Q2 Revenues Drop; Litigation Charge Hurts Earnings
Total receipts for the three months ended June 30 were up 6 percent to $23.4 million from $24.9 million year over year. The company attributed the decline to poor sales of its gene-discovery and cloning systems products.
“Competition for sales in this slow-growth market has made the achievement of annual revenue growth more challenging,” said Sorge during the call.
Stratagene noted that sales of its QPCR instruments and its allergy diagnostic products were up 3.5 percent and 2.5 percent, respectively, year over year.

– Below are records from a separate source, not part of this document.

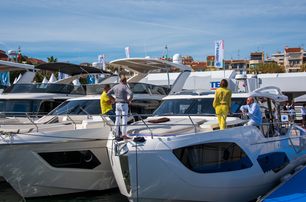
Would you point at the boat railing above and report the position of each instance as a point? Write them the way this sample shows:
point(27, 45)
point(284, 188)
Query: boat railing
point(195, 120)
point(269, 128)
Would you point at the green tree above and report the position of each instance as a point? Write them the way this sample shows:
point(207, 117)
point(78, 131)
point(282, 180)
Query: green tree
point(303, 68)
point(269, 68)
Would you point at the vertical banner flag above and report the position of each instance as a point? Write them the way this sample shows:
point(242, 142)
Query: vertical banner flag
point(127, 52)
point(219, 53)
point(101, 59)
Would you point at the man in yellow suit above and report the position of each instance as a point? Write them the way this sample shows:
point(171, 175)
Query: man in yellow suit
point(106, 103)
point(222, 103)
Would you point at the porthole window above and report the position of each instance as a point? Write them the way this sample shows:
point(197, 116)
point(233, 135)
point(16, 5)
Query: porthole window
point(213, 157)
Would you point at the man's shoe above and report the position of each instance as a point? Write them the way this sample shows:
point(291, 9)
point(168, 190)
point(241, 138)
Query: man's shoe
point(118, 138)
point(125, 137)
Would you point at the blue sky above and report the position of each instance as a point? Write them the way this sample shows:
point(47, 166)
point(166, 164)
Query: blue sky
point(78, 31)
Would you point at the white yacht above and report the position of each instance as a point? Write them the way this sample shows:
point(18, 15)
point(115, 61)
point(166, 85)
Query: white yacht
point(179, 153)
point(25, 100)
point(65, 152)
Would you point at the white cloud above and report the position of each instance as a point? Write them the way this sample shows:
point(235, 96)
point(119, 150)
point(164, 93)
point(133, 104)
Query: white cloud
point(190, 27)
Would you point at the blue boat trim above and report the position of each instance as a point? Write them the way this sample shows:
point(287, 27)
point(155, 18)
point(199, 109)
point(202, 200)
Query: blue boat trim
point(293, 190)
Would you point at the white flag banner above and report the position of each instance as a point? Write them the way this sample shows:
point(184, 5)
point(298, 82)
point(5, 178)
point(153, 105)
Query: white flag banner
point(127, 52)
point(219, 53)
point(101, 59)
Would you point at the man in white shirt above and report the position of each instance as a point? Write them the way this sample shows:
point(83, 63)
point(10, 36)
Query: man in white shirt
point(252, 109)
point(303, 112)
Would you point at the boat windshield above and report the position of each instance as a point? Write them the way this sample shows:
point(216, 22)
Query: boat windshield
point(137, 88)
point(45, 88)
point(78, 107)
point(18, 107)
point(200, 106)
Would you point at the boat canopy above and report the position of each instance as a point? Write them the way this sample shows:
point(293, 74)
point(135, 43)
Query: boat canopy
point(146, 65)
point(71, 69)
point(271, 92)
point(14, 66)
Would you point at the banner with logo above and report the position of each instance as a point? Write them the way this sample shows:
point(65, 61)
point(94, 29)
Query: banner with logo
point(219, 53)
point(127, 52)
point(5, 78)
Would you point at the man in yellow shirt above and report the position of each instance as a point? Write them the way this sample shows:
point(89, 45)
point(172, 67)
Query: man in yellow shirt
point(106, 103)
point(222, 103)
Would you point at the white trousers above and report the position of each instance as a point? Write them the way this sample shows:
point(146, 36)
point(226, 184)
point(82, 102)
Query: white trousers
point(121, 117)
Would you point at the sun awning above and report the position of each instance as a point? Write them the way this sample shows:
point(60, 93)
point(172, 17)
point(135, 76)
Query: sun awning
point(7, 66)
point(71, 69)
point(146, 65)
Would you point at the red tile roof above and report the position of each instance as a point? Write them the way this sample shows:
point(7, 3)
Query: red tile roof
point(292, 50)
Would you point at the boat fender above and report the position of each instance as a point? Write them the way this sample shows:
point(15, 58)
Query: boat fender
point(139, 139)
point(298, 168)
point(286, 177)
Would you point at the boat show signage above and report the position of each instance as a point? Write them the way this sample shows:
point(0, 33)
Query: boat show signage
point(219, 53)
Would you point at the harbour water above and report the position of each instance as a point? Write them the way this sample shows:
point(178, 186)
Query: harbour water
point(7, 194)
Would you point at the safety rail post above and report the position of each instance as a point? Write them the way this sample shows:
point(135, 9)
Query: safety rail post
point(32, 121)
point(72, 121)
point(146, 125)
point(195, 128)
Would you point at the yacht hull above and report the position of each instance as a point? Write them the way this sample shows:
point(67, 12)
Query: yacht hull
point(151, 171)
point(56, 163)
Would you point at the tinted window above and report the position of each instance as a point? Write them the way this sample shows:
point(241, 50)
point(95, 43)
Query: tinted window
point(19, 107)
point(275, 161)
point(78, 107)
point(45, 88)
point(213, 157)
point(71, 159)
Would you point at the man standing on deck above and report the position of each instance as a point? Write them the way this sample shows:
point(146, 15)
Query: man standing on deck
point(106, 103)
point(123, 96)
point(222, 103)
point(252, 109)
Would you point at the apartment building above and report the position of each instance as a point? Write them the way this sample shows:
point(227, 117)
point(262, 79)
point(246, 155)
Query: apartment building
point(256, 58)
point(293, 59)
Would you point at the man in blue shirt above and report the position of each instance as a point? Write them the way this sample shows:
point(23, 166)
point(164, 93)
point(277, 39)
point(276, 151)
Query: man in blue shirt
point(252, 109)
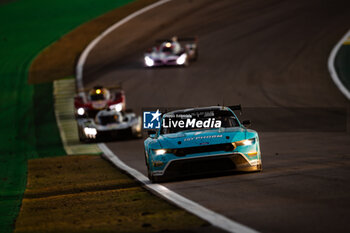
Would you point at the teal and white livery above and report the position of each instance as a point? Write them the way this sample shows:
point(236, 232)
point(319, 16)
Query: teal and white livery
point(201, 141)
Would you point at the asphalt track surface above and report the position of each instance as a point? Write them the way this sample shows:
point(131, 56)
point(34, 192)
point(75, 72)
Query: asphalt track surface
point(261, 54)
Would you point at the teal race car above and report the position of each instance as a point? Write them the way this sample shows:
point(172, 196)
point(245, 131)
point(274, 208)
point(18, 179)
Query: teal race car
point(199, 141)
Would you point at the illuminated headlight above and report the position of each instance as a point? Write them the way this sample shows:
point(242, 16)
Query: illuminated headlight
point(246, 142)
point(182, 59)
point(90, 131)
point(117, 107)
point(81, 111)
point(148, 61)
point(160, 152)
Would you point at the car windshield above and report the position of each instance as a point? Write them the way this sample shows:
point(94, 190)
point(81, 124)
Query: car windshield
point(109, 119)
point(167, 49)
point(96, 97)
point(198, 120)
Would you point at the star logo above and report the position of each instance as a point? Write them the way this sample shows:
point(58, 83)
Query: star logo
point(151, 119)
point(156, 115)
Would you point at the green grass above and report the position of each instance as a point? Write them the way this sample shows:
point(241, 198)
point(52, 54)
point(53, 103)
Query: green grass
point(27, 123)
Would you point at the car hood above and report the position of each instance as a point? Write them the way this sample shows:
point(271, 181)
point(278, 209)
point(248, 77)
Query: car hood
point(204, 137)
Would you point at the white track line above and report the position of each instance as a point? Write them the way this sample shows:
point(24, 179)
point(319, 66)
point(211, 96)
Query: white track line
point(192, 207)
point(214, 218)
point(331, 68)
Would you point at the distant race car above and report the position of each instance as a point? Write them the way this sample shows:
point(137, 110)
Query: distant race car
point(97, 99)
point(109, 124)
point(173, 52)
point(214, 140)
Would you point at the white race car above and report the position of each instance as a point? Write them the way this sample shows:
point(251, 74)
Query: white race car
point(174, 52)
point(109, 124)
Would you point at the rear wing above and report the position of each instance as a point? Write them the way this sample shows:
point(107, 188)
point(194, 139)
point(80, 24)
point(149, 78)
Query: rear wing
point(180, 39)
point(115, 87)
point(236, 107)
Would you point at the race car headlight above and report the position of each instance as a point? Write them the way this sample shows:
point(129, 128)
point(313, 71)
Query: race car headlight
point(246, 142)
point(118, 107)
point(81, 111)
point(159, 152)
point(182, 59)
point(90, 131)
point(148, 61)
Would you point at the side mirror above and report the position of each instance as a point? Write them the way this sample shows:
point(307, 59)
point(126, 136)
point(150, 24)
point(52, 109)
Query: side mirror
point(247, 123)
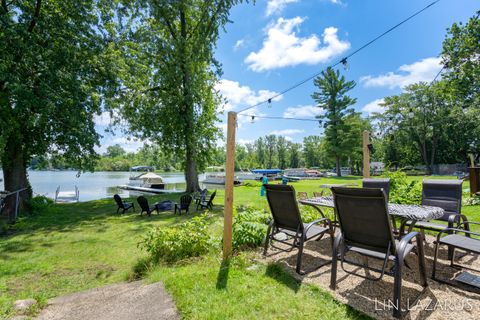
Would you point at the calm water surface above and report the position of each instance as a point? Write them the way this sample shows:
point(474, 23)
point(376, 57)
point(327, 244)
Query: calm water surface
point(92, 186)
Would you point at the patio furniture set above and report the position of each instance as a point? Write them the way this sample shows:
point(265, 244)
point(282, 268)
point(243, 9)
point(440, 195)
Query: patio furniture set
point(365, 223)
point(201, 199)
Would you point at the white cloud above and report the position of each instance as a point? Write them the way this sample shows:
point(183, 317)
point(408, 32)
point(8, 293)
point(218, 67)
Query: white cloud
point(303, 112)
point(276, 6)
point(239, 44)
point(374, 107)
point(287, 132)
point(423, 70)
point(238, 96)
point(282, 47)
point(103, 119)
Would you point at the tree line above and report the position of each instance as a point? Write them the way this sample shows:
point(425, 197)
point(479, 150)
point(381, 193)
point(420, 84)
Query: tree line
point(152, 65)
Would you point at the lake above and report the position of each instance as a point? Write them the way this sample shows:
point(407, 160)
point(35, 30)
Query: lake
point(96, 185)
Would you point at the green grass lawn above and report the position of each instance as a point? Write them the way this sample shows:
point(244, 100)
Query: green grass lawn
point(73, 247)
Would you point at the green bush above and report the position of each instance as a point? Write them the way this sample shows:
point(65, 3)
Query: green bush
point(249, 228)
point(190, 239)
point(401, 190)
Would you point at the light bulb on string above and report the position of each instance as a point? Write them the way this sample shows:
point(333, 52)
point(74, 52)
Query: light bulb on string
point(345, 64)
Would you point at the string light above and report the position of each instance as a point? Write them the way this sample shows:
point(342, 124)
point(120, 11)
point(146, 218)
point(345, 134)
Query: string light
point(343, 60)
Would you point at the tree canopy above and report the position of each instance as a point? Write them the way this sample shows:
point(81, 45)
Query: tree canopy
point(54, 71)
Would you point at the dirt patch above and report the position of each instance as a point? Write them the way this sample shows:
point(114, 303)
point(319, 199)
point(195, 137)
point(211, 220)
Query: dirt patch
point(437, 301)
point(125, 301)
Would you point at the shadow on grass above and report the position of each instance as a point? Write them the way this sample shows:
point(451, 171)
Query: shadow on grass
point(222, 277)
point(277, 273)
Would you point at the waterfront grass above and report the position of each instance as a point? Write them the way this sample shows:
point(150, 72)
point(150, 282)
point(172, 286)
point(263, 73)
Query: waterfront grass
point(72, 247)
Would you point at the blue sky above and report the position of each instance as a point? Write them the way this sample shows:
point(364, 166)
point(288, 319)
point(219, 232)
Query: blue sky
point(274, 44)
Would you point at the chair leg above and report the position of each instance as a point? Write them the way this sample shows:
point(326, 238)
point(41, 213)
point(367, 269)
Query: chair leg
point(421, 262)
point(333, 275)
point(299, 256)
point(435, 258)
point(397, 288)
point(267, 239)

Stratagene posted a net loss of $3.7 million, or $.17 per share, for the quarter compared to net income of $2.1 million, or $.10 per share, in Q2 2005. The company said the loss reflected the litigation charge, which equaled $.22 per share, from the Invitrogen case. Without the litigation charge, the firm’s earnings per share would have been $.05, company officials noted.
“The judge made several decisions prior to sending the jury out to deliberate, and those decisions are potentially appealable. We’re waiting to see what happens with the ultimate damage award.”

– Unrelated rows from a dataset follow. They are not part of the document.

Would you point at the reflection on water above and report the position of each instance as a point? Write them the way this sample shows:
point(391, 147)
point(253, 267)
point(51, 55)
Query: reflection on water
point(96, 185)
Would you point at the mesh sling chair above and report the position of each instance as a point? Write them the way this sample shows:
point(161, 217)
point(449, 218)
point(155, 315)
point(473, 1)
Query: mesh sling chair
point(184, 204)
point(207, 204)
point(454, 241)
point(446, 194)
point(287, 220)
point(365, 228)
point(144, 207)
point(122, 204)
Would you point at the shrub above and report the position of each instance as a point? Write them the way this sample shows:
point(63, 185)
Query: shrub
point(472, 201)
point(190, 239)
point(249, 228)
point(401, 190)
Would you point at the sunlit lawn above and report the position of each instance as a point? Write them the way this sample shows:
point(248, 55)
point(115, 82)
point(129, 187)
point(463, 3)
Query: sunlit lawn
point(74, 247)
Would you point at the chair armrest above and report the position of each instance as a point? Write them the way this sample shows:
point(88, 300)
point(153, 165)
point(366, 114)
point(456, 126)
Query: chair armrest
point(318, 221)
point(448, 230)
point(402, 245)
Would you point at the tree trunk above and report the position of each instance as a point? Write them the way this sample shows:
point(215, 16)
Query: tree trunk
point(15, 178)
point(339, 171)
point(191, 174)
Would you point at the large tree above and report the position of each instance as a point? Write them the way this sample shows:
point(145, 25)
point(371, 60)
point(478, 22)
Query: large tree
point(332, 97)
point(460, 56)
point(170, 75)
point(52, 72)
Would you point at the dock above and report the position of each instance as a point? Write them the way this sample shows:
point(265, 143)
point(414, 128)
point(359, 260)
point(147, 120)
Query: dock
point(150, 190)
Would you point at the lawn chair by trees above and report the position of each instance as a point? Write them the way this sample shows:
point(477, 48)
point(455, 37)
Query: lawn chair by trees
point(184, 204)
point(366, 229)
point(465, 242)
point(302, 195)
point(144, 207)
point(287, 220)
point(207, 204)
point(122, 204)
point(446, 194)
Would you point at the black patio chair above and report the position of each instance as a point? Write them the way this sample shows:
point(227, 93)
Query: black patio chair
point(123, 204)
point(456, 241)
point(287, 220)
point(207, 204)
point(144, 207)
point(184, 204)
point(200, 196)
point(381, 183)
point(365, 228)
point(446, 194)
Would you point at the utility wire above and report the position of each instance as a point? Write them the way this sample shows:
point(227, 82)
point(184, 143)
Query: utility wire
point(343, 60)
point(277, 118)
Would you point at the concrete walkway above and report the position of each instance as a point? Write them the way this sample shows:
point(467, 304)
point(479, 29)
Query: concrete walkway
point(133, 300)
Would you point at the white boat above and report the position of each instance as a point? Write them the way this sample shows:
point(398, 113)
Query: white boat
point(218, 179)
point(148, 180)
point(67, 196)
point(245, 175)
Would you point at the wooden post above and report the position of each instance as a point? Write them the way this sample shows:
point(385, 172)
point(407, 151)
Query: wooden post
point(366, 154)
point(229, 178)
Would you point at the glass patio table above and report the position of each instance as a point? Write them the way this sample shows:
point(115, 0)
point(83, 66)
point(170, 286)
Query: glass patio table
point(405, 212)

Stratagene’s R&D spending grew 8.6 percent to $3.1 million for the quarter from $2.9 million in the prior-year period. The company said the increase was due to instrument and pathway analysis software development costs.

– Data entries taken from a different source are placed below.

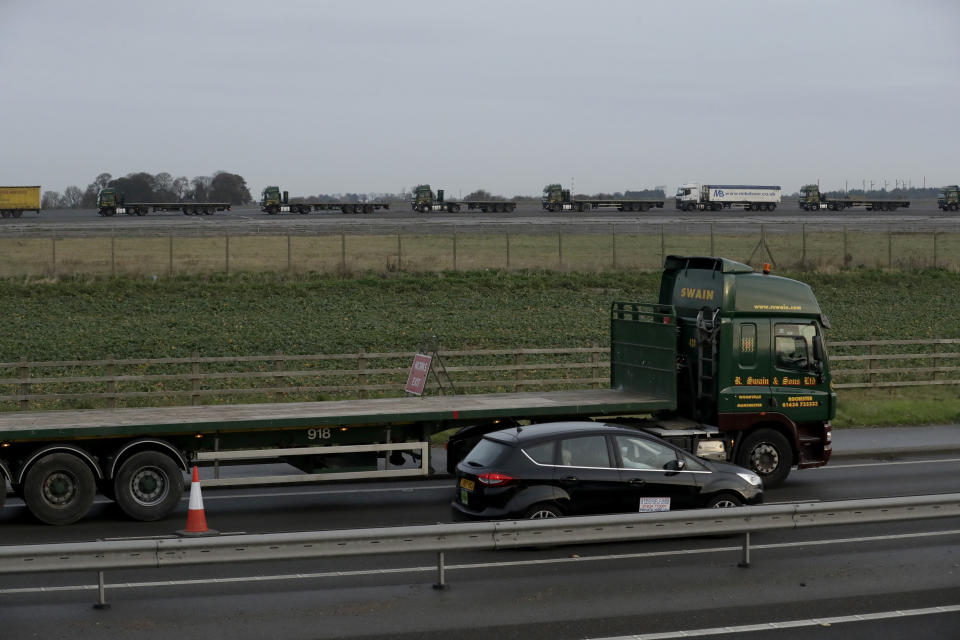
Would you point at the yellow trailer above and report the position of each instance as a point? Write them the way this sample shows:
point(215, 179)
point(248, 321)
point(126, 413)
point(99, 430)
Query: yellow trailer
point(15, 200)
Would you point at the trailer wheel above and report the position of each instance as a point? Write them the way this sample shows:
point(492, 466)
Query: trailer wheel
point(59, 489)
point(148, 486)
point(767, 453)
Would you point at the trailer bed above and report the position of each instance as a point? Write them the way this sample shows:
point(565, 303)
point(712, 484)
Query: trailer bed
point(381, 411)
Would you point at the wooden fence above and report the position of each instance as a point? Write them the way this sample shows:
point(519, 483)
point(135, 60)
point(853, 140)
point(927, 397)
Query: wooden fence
point(109, 382)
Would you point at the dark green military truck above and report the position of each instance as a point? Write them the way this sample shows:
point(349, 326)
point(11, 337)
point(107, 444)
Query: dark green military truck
point(729, 364)
point(110, 202)
point(812, 199)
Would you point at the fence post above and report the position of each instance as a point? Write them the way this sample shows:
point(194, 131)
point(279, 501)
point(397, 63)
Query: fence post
point(280, 365)
point(517, 360)
point(803, 246)
point(613, 244)
point(846, 256)
point(24, 386)
point(111, 383)
point(195, 380)
point(889, 247)
point(361, 377)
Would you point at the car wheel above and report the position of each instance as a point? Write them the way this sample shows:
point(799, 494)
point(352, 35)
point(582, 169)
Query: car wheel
point(724, 501)
point(543, 510)
point(767, 453)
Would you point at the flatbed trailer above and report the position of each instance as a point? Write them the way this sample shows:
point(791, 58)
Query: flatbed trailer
point(110, 203)
point(811, 199)
point(423, 200)
point(555, 199)
point(274, 202)
point(729, 364)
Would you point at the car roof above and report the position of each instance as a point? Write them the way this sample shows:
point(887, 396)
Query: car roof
point(524, 434)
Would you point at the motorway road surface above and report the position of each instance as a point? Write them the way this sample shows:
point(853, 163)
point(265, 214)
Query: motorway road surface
point(888, 580)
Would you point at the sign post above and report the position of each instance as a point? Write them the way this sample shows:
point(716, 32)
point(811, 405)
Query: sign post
point(417, 380)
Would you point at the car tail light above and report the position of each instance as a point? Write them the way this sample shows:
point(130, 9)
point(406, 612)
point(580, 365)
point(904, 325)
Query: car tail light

As of June 30, Stratagene had $33.6 million in cash and cash equivalents.
“We are in the process of transitioning our revenue base from basic research products that are substantially dependent on NIH funding to products targeted to applied markets,” Sorge said.
He reiterated that the firm hopes to launch a new QPCR instrument that will be faster and cheaper than its, and competitors’, current offerings in early 2007.
Stratagene also is moving forward with its molecular diagnostics collaborations with both Bayer Diagnostics and Focus Diagnostics, said Sorge, assuaging investor concerns that those partnerships could have been derailed by those firms’ acquisitions. Focus was recently acquired by Quest in a $185-million deal, and Siemens recently announced that it would acquire Bayer Diagnostics for $5.26 billion (see BioCommerce Week 5/24/2006 and 7/5/2006).
Bayer is currently funding software development, according to Sorge, and will begin developing instruments based on Stratagene’s technology in the latter part of 2006.
The firm also hopes to begin regulatory testing of assays developed in collaboration with Focus early next year, with the launch of some of the products in 2007, Sorge said. “Quest is very much interested in continuing that program,” he said.
In addition, Stratagene said that later this week it will announce a joint development and licensing agreement with a “major pharmaceutical company.” “This company and Stratagene are jointly creating a fully automated solution for the isolation of nucleic acids from a variety of clinical samples,” Sorge said during the call. “These nucleic acids will be used to detect and track biomarkers during pharmaceutical development studies.
“While we anticipate healthy revenue from the sales of this automated solution in 2007, we foresee substantial long-term revenue potential as the adoption of nucleic acid biomarkers in standard medical practice begins to take place toward the end of the decade.”